On Friday, January 12, former editor-in-chief of Tehelka magazine, Tarun Tejpal, and co-founder Aniruddha Bahal, appeared before a Delhi High Court bench to make a stunning admission. They acknowledged that retired Indian Army official Major General MS Ahluwalia neither sought nor accepted any bribe, retracting the allegations they had made against him.
In a surprising turn of events, Tejpal and Bahal admitted to falsely framing Ahluwalia and expressed their willingness to issue an unconditional apology in leading newspapers, including the Hindustan Times, for defaming the decorated Army officer back in 2001. Additionally, the duo agreed to deposit Rs 10 lakh each with the Delhi High Court.
The defamation case against Tehelka and its journalists, including Tarun Tejpal, Aniruddha Bahal, and Mathew Samuel, had been filed by Major General MS Ahluwalia in 2002. The magazine, in its sting operation named Operation West End, had accused Ahluwalia of accepting bribes in defense deals.
A division bench, comprising Justice Manmeet Pritam Singh Arora and Acting Chief Justice Manmohan, was deliberating over an appeal filed by Tejpal and Bahal against a previous year’s ruling by a single judge.

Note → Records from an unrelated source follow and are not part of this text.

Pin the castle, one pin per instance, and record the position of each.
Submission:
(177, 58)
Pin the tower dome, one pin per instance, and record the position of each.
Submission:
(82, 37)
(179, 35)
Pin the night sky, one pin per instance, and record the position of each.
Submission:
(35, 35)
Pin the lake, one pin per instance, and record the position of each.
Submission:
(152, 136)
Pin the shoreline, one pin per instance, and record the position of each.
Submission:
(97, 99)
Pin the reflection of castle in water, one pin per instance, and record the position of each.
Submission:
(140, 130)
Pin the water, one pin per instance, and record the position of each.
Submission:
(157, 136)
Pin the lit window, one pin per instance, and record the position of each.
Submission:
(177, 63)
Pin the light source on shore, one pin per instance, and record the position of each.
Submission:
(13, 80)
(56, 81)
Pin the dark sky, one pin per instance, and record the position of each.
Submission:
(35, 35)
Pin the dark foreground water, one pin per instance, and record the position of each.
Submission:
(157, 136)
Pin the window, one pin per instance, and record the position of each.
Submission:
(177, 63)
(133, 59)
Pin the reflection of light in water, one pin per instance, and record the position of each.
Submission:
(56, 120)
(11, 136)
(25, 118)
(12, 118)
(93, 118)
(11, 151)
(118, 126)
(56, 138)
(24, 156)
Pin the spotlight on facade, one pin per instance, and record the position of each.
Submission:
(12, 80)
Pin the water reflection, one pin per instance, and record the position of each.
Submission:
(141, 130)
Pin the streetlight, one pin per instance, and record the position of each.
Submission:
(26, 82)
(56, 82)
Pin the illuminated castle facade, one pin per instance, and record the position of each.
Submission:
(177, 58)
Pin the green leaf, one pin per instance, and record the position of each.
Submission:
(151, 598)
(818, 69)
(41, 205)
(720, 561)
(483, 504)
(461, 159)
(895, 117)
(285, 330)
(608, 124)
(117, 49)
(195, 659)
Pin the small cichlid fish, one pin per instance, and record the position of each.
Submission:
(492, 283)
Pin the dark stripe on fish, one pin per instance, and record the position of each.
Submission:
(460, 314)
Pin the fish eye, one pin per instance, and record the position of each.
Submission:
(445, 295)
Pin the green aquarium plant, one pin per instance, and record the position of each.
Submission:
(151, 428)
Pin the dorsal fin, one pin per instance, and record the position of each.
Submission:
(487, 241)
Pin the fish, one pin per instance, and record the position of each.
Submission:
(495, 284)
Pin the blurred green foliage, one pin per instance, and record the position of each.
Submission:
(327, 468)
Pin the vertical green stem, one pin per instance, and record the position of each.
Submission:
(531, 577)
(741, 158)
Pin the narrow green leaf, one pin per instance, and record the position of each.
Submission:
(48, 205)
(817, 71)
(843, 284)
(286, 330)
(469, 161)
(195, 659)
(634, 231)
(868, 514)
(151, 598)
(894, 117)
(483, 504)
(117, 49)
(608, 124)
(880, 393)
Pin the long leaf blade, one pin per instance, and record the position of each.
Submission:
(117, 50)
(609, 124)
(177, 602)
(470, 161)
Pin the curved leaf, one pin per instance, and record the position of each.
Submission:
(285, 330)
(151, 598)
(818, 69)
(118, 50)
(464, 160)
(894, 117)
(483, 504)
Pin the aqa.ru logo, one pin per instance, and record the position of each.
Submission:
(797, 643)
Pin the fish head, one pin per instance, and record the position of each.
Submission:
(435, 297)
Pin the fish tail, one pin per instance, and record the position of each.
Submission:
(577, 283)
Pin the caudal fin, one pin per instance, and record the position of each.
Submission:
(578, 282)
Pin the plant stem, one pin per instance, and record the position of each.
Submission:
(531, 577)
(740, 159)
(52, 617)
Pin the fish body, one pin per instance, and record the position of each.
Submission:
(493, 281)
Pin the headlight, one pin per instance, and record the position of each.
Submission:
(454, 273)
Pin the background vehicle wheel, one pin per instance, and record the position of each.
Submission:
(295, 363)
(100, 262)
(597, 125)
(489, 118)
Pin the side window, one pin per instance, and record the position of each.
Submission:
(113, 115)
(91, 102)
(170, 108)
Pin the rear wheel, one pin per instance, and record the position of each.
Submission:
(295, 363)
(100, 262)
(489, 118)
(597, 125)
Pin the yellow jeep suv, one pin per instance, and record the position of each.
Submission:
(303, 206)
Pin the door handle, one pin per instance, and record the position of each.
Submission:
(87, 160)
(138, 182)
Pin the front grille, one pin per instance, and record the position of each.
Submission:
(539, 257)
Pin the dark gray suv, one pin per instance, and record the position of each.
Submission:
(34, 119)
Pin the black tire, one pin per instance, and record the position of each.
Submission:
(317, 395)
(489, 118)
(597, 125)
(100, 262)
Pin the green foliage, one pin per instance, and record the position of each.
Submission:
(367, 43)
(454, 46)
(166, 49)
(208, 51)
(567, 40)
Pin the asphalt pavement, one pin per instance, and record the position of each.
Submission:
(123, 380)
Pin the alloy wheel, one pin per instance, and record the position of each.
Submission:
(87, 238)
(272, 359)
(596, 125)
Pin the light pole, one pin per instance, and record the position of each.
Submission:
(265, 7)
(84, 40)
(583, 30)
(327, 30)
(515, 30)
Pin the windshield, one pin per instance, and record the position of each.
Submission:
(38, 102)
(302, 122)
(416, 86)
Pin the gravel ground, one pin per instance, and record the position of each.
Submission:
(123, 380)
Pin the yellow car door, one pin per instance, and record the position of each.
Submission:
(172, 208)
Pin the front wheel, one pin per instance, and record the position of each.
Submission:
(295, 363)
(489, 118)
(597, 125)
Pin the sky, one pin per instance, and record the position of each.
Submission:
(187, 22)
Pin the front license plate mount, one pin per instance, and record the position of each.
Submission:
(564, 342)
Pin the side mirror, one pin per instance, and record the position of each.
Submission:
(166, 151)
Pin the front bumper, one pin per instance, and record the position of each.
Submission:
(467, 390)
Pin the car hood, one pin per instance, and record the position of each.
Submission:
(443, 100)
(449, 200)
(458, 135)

The earlier ruling had ordered Tehelka and journalist Mathew Samuel to pay Rs 2 crores to Ahluwalia for defamation.
Major General (retd) MS Ahluwalia had named Tehelka, its journalists, and Zee TV, along with its chairman Subhash Chandra and CEO Sandeep Goyal, in the defamation case, as the sting operation had been broadcast on Zee TV.
In March 2001, Tehelka, under Tarun Tejpal’s leadership, embarked on a mission to expose corruption in political and defense establishments. Operating under the guise of a fake company named ‘West End International,’ they attempted to sell hand-held thermal cameras/imagers to the Government of India in an undercover investigation spanning several months.
The sting operation implicated Major General (retd) M S Ahluwalia, showing him offering a bribe of Rs 50,000, which he refused to accept. However, Tehelka alleged that he had indicated a need for money to introduce West End officials to top army brass. The magazine also claimed that Ahluwalia had demanded a bottle of Blue Label.
As a consequence of these false allegations, Major General MS Ahluwalia faced a court-martial by the Indian Army, with the initial recommendation for dismissal from service. However, the punishment was later downgraded, and he received a ‘Severe Displeasure (Recordable)’ from the army chief.
It is noteworthy that initially, Tehelka had claimed Ahluwalia demanded Rs 1 lakh but later revised it to Rs 50,000. During the army’s court of inquiry, Tehelka journalist Mathew Samuel admitted that Ahluwalia never demanded any money or expensive whiskey. The acknowledgment and apology by Tejpal and Bahal mark a significant development in this long-standing legal battle.